With no idea what it would be, there was one thing I knew for certain: a hunger for Africa, the ocean, and, most importantly, an appetite for great food and wine would be deeply embedded in my journey ahead.
At first, I toyed with just about everything: kitchens, food trucks and dinner clubs.
But the truth caught up with me. My hard skills lay elsewhere, with editorial experience and a gig as a copywriter. Marrying storytelling with this newfound love for wine and food seemed the most natural choice by a long shot, and would eventually land me a job in sales.
In the interim, inspired to get things moving after a premature resignation, I set off on a road trip to Lesotho with no name for my future except a commission about Joe Dyantyi, a horticulturist and unofficial diplomat.
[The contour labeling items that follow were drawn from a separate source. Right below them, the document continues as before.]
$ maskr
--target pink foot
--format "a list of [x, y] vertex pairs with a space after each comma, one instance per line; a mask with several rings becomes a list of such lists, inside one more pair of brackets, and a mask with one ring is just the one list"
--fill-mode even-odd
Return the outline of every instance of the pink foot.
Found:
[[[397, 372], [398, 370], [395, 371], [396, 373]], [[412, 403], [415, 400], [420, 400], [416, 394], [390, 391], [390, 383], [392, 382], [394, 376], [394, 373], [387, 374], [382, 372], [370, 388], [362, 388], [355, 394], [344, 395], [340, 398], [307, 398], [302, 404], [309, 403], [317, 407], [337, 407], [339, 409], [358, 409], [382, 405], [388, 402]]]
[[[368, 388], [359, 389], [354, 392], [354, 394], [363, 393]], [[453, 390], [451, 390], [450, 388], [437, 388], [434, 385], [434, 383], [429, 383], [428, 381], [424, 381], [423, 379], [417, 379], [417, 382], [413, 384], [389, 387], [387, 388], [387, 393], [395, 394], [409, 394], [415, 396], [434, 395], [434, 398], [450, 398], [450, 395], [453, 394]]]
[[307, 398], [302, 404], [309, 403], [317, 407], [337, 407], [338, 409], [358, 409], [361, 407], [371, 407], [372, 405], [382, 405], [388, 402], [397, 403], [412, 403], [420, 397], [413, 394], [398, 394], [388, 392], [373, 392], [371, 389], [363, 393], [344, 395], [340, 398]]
He welcomed me with a jug of umqombothi. A few sour sips later, the exhaustion of the two-day drive had melted away.
I traded my Jack Journal with Joe for an extended stay.
Over the next few days, I listened to Joe wax lyrical about food, travel and politics. He shared stories of being dubbed South Africa’s first Black hippie and his pilgrimages to Brazil and India.
Having far less interesting things to say, I told him about the crossroads I was facing.
Criss-crossing back through the country, I arrived home on a routine harbour morning. Waiting for the boats to come in, I found myself in a scene that, through inspired eyes, carried an indelible charm.
The weathered Cape Malay fishermen belting out promotional pitches in broken Afrikaans championed an unsung romanticism that could rival the social media-famous Greek fishermen of Santorini.
Later, I told Joe about my morning in the harbour.
Joe and I reflected on what food meant to us and why it was worth building a life around.
Food carries stories, history, people and place.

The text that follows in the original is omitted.